Boo Hurricane Lester! Not only did you get LOTS of visitors wet when you passed by. But, you also forced the cancellation of the 2016 Okinawan Festival.
BUT, thanks to you (and Mayor Kirk Caldwell and the City and County of Honolulu), September is now Okinawan Festival MONTH!
“This was the first time in its 34-year history that the Okinawan Festival at Kapiolani Park had to be cancelled, but it was something we had to do at the time. It was a difficult decision to make, knowing how popular this event is and how much work our volunteers put into making the Festival a success,” Vince Watabu, festival chair, told Hawaii News Now.
So, now that there are even more days to celebrate, here’s a look at just a few of the many things you can expect to experience at this year’s Okinawan Festival Month:
- On Friday, September 16, a mini Okinawan Cultural Fair will take place near Honolulu Hale from 10 a.m. to 2 p.m. This fair will include cultural displays, merchandise, andagi and more.
- On Saturday, September 17, there will be an Okinawan Festival T-shirt sale and craft fair at the Hawaii Okinawa Center at 9 a.m. The country store and craft vendors will be selling items until 1 p.m., but t-shirts will be sold until 6 p.m.
- Also on Saturday, September 17, the Autumn Matsuri will include the final bon dance of the season from 5 to 9:30 p.m. You can also enjoy live music and “ono” foods, such as Shoyu Pork Plate, Tofu Champuru, Portuguese Bean Soup, Yakisoba, Teriyaki Chicken Skewers, Andagi, Andadog, Shave Ice, Spam Musubi, and Baked Goods.
And, here’s something that makes the festival cancellation all-better: Looks like one of Hawaii’s most popular stores will be celebrating Okinawa, too. According to Hawaii News Now, Okinawan Festival Month also means all Don Quijote stores will be selling specialty products from Okinawa.
And, at Zippy’s, you’ll find Zip Dogs — based on the Okinawan Festival Oki Dog — and shoyu pork.

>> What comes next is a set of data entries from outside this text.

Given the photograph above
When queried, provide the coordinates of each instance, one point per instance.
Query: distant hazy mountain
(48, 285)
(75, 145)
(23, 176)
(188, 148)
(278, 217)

Still can’t get enough Okinawan culture and food? Ask a tour professional at Hawaii Aloha Travel about incorporating Okinawan food into your Aloha Plate Tour across Oahu. Your hosts will be happy to seek-out the best Okinawan treats, as you wind you way around the island in search of the best, local grindz (food).
The new month-long festival may be a “mini” version of the original, but it’s sure to delight everyone, even those who know little about Okinawan culture, history, and food. So, take advantage of the Oahu rain, and head indoors to enjoy these fun and entertaining events designed to bring Okinawa a little closer to home.